😱 Poziom lęku wg D. Havkinsa to 100 w skali logarytmicznej do 1000! Od 250 wg tej skali zaczyna się neutralność tzn. nie tracisz energii. Masz równowagę. Przyjmujesz i dajesz po równo.
A to znaczy, że lęk Cię osłabia!
i czujesz bezsilność…Przyczyn takiego stanu rzeczy może być wiele. Na filmiku przykładowa dynamika. Najważniejszy wniosek z niej płynący – tracisz energię gdy zajmujesz się nieswoimi sprawami.

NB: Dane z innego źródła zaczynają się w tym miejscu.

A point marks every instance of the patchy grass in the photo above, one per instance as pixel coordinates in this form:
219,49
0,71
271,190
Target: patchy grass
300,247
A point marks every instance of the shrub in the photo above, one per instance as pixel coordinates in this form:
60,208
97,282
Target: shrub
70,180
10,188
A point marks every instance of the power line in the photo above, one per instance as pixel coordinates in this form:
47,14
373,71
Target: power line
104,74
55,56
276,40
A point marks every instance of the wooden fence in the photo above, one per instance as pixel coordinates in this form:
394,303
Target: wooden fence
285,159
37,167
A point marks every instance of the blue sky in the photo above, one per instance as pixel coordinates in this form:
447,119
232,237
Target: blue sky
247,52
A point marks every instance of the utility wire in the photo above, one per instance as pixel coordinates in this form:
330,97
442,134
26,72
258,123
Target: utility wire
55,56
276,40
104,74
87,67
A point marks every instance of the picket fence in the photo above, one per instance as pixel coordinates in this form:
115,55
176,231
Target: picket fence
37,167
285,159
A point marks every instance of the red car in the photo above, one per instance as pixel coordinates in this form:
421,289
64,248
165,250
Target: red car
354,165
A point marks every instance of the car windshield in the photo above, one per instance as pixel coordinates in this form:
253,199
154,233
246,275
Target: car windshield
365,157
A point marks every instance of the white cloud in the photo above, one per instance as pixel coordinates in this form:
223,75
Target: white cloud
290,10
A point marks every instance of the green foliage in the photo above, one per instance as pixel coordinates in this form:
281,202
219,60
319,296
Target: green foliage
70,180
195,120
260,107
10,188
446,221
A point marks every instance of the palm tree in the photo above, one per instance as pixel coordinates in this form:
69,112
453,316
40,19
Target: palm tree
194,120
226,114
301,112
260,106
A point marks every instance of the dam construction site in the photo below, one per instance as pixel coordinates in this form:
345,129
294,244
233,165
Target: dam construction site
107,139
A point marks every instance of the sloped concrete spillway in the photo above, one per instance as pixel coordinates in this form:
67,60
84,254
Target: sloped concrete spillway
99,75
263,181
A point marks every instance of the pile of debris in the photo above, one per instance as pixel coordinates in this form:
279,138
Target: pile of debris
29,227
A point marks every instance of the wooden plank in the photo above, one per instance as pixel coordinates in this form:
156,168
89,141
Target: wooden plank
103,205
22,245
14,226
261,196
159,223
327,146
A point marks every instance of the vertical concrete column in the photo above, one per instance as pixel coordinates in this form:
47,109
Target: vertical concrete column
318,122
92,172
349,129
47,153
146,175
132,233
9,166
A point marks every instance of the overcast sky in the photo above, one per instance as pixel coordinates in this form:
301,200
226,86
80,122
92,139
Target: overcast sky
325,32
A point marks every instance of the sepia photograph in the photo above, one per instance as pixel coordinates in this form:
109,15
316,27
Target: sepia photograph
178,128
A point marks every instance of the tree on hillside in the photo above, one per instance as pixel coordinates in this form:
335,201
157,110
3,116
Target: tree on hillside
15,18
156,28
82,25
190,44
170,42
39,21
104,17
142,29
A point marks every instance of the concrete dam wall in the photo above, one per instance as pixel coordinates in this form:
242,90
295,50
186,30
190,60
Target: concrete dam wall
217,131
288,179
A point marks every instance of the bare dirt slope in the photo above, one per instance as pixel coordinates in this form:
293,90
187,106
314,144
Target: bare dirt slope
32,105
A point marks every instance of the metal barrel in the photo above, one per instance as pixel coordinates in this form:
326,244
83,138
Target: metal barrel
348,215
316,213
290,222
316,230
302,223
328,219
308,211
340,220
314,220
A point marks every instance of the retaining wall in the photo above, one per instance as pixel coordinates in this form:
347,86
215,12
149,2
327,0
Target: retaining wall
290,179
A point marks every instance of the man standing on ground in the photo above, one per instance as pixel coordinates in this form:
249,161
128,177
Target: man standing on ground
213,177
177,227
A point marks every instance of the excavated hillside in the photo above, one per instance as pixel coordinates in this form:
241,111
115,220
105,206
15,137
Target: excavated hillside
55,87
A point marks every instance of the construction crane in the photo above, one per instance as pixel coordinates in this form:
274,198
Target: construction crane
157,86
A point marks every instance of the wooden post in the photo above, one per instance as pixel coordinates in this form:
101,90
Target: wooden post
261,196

Gdy za kogoś bierzesz jego “trudne” .
W Ustawieniach systemowych to tzw. ruch miłości – dzieci ratują rodziców. Dopóki jest to nieuświadomione zabiera moc (Wszystkim! Ratowanym również. ). Unaocznione pozwala dojrzeć do zmian.
Nazwane po imieniu – uwalnia.
I możliwe są wówczas miłość i wolność do bycia sobą i życia jedynie za siebie.
A czego się boimy?
Z wszelkich wariantów rzeczywistości dając uwagę najgorszym scenariuszom zasilamy je. I chcąc powstrzymać – tu wyobraź sobie siebie niczym biblijnego Samsona trzymającego filary Świątyni, która się na niego wali – trzymamy przy sobie, to czego nie chcemy doświadczać. Zamiast powstrzymać siebie od tworzenia samospełniających się przepowiedni… A trzymanie w bezruchu i w napięciu osłabia. Drenuje wprost z energii.
Tak sięgamy niemocy.
I próbując nieczuć, że np ktoś ma nas “w dupie” dotykamy bezsilności w relacji z nim. Udajemy przed sobą i światem, że on taki małoekspresywny jest. Zakłamujemy. Tłumaczymy…
Gdy odsłonimy prawdę
to wszystko się zmienia. Jakby MOC była przy tych co czują. I teraz cała nasza siła wraca. I stajemy zasobni. I Ci, którzy wokół nas stają do nas. Bo słowem nazwaliśmy jak jest i wyraziliśmy potrzebę jak ma być!
I słowo ciałem się staje!
Wyrażone potrzeby manifestują się.
Słowianie – od “słowa” ich sława.
Od przodków nasza mądrość
I tak to tu zostawię.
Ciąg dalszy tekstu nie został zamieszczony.